Lunch Book Club
Date: October 20th, 2025
Time: 12:00 pm
Mennonite in a Little Black Dress by Rhoda Janzen
A hilarious and moving memoir in the spirit of Anne Lamott and Nora Ephron about a woman who returns home to her Mennonite family after a personal crisis.
The same week her husband of 15 years ditches her for a guy he met on Gay.com, a partially inebriated teenage driver smacks her VW Beetle head-on. Marriage over, body bruised, life upside-down, Rhoda does what any sensible 43-year-old would do: She goes home.

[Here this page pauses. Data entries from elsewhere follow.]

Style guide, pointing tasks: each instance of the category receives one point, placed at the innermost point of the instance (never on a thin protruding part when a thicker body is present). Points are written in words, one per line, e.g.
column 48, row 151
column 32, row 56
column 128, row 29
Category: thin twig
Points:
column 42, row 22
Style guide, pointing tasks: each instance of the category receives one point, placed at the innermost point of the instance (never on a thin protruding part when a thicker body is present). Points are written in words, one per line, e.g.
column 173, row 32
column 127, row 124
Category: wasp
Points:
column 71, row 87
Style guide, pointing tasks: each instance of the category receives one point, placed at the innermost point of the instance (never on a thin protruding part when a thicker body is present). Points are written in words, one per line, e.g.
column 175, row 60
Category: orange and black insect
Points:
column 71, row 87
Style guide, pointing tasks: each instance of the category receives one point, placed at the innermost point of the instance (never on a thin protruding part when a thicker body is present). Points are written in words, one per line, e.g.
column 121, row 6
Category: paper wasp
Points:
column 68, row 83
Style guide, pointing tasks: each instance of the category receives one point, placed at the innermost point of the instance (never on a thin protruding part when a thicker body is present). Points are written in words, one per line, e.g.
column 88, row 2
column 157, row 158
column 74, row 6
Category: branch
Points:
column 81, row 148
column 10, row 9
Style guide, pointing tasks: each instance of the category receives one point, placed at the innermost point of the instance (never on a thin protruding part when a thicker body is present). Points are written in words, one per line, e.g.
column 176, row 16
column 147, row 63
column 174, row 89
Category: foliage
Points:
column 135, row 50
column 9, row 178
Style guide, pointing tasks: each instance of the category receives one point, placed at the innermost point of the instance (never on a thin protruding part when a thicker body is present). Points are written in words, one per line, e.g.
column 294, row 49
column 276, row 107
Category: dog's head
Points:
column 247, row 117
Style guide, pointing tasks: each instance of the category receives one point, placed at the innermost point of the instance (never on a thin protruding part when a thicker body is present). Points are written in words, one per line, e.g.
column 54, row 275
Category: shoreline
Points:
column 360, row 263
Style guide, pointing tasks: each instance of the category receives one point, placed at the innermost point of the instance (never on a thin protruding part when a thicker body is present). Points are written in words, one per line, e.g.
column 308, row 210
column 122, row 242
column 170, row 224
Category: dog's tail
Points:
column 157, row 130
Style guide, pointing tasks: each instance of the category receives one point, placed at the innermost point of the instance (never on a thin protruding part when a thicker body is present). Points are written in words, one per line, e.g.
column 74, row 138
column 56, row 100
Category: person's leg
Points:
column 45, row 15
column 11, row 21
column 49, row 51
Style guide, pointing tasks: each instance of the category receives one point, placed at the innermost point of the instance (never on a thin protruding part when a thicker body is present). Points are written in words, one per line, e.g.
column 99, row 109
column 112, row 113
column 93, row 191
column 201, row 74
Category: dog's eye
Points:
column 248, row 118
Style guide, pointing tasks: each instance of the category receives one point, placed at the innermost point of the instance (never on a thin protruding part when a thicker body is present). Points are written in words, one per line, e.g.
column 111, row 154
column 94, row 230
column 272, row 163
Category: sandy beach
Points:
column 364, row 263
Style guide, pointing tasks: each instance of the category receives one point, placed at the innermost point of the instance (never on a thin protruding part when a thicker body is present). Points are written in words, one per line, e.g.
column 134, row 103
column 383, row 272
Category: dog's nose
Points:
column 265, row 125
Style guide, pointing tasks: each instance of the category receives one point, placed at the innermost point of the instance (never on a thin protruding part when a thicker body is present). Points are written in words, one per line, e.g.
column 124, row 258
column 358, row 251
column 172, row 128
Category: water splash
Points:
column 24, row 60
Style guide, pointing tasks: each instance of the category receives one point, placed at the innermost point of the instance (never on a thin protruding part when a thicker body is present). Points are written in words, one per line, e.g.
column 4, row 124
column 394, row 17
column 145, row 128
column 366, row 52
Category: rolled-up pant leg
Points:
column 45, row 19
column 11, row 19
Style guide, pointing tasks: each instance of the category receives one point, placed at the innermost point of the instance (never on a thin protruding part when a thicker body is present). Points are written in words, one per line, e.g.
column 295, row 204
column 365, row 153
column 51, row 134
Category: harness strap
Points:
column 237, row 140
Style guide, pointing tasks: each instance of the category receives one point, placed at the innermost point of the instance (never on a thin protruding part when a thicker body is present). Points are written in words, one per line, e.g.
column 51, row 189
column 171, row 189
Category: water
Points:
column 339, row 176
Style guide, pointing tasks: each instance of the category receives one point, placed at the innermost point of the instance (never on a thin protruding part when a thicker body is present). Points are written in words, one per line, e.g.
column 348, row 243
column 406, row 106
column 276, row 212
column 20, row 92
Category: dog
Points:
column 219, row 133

But hers is not just any home. It's a Mennonite home, the scene of her painfully uncool childhood and the bosom of her family: handsome but grouchy Dad, plain but cheerful Mom. Drinking, smoking, and slumber parties are nixed; potlucks, prune soup, and public prayer are embraced. Having long ago left the faith behind, Rhoda is surprised when the conservative community welcomes her back with open arms and offbeat advice. She discovers that this safe, sheltered world is the perfect place to come to terms with her failed marriage and the choices that both freed and entrapped her.

Night Book Club
Date: November 3rd 2025
Time: 6:00 pm
March by Geraldine Brooks
Winner of the Pulitzer Prize--a powerful love story set against the backdrop of the Civil War, from the author of The Secret Chord.
From Louisa May Alcott's beloved classic Little Women, Geraldine Brooks has animated the character of the absent father, March, and crafted a story "filled with the ache of love and marriage and with the power of war upon the mind and heart of one unforgettable man" (Sue Monk Kidd). With "pitch-perfect writing" (USA Today), Brooks follows March as he leaves behind his family to aid the Union cause in the Civil War. His experiences will utterly change his marriage and challenge his most ardently held beliefs. A lushly written, wholly original tale steeped in the details of another time, March secures Geraldine Brooks's place as a renowned author of historical fiction.